By migrating to the PRC national economy and using Chinese middlemen, large North Korean state trading companies have been able to develop more durable procurement networks that have enabled them, in practice, to rent the formidable capabilities of these Chinese middlemen. The rise in financial sanctions effectively created an incentive mechanism whereby Chinese middlemen demanded larger commission fees, citing the greater risk they assumed by engaging in commercial transactions with North Korean entities. Defectors report spikes from the previous 5 percent commission rate to a current average of 15 percent.35 In particular, following the application of more U.S. and UN Security Council-mandated financial sanctions in 2009, defectors noted that North Korean state trading companies significantly reduced their procurement activities in traditional markets in Eastern Europe and the Middle East.36

Taken together, the rise of Chinese–DPRK trade and the increase in financial sanctions have improved procurement networks for North Korean state trading companies. Unlike previous incarnations, North Korean state trading companies now exhibit three key features: many of the larger companies operate inside of China; most of their counterparts are private Chinese companies, not Chinese state-owned enterprises; and most are attracting more sophisticated Chinese business partners who act as middlemen in transactions designed to evade sanctions.37


Understanding ChineseDPRK Commercial Deals

To better understand macro-level Chinese-DPRK trade, we must examine the micro-level building blocks of North Korea, Inc.—Chinese–DPRK commercial deals and the actors that enable them. According to defectors, state trading companies employ two types of middlemen in China: conventional Chinese middlemen and hwa-gyo middlemen. Key private Chinese firms use hwa-gyos—i.e., ethnic Han Chinese who possess North Korean residency.38

Defectors note the intense competition between hwa-gyo and non-hwa-gyo middlemen when they bid for procurement contracts tendered by North Korean state trading companies operating inside China. While competition among service providers would normally lower commission fees, the greater determinant in North Korean state trading company officials’ evaluation of bids is the package of services that would enable their company to effectively complete a procurement deal.

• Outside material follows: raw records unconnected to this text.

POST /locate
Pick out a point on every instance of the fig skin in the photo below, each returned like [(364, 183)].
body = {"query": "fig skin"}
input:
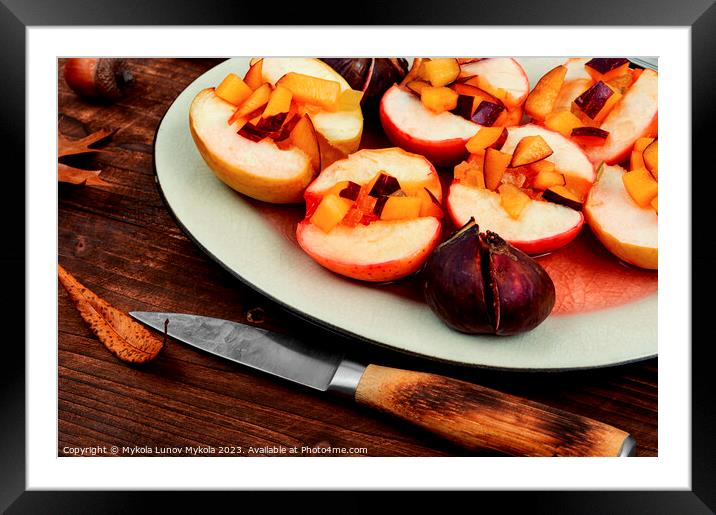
[(480, 284), (523, 291)]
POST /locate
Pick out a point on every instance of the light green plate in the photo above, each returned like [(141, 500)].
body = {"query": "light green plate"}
[(256, 243)]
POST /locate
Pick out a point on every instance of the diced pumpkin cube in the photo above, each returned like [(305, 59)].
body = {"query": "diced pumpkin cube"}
[(651, 158), (440, 71), (470, 174), (312, 90), (541, 100), (530, 149), (642, 143), (256, 100), (439, 99), (546, 179), (487, 137), (513, 200), (641, 186), (304, 136), (279, 102), (401, 208), (429, 205), (636, 160), (254, 77), (350, 100), (233, 89), (562, 122), (494, 167), (330, 212)]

Defectors elaborated on how hwa-gyo middlemen are particularly effective in procurement. As one defector explained, “The large North Korean state trading companies prefer to use hwa-gyo middlemen because they’re Han Chinese who speak fluent Korean. It’s much easier to communicate with them. Their double residency also allows them to travel easily within North Korea or China on multiple trips.”39 Hwa-gyo middlemen also benefit from near invisibility to sanctions implementers. For example, for a German company running a factory in China that manufactures products for the domestic market, the sale of dual- use industrial equipment to a hwa-gyo does not raise a red flag of potential contribution to North Korea’s nuclear weapons development program—nothing exists in the required sales documentation that would alert the German company to a possible link to a North Korean state trading company.40

As such, hwa-gyos usually win the bids because of the unique combination of services they provide North Korean trading company officials compared to non- hwa-gyo middlemen. (In some instances where a North Korean state trading company awards a contract to a hwa-gyo middleman, it pays a marginally higher commission fee. One of the defectors noted that this extra amount is like a convenience fee because it is easier for a North Korean STC to communicate with a Korean-speaking hwa-gyo.)41 The instances where hwa-gyo and non-hwa- gyo middlemen cooperate tend to be ones where the hwa-gyo conducts the primary procurement assignment and sub-contracts a non-hwa-gyo partner to handle secondary logistical matters and shipping arrangements related to delivering the consignment to the state trading company’s regional headquarters in a designated North Korean city.

So a Sino–DPRK commercial deal plays out in the following stages: first, a KPA-affiliated North Korean state trading company issues a tender in a trade association newspaper in a large Chinese city to procure industrial equipment with metallurgy applications. Private Chinese companies submit a proposal with specific terms and conditions for completing this deal. The North Korean STC’s primary evaluation criteria for selecting a Chinese middleman are expedited delivery schedule, ability to arrange all transportation logistics regarding shipping from point of purchase in China to point of final delivery in North Korea, and ability to complete all necessary documentation with a China-based foreign company. After selecting and finalizing a Chinese middleman, both parties sign a contract outlining the type and quantity of the item needing procurement, the delivery schedule with date and end destination, and the payment schedule (how and when to pay the commission fee—calculated as approximately 15 percent of the overall value of the deal; usually with a small portion provided upfront and the remainder upon satisfactory completion of the transaction).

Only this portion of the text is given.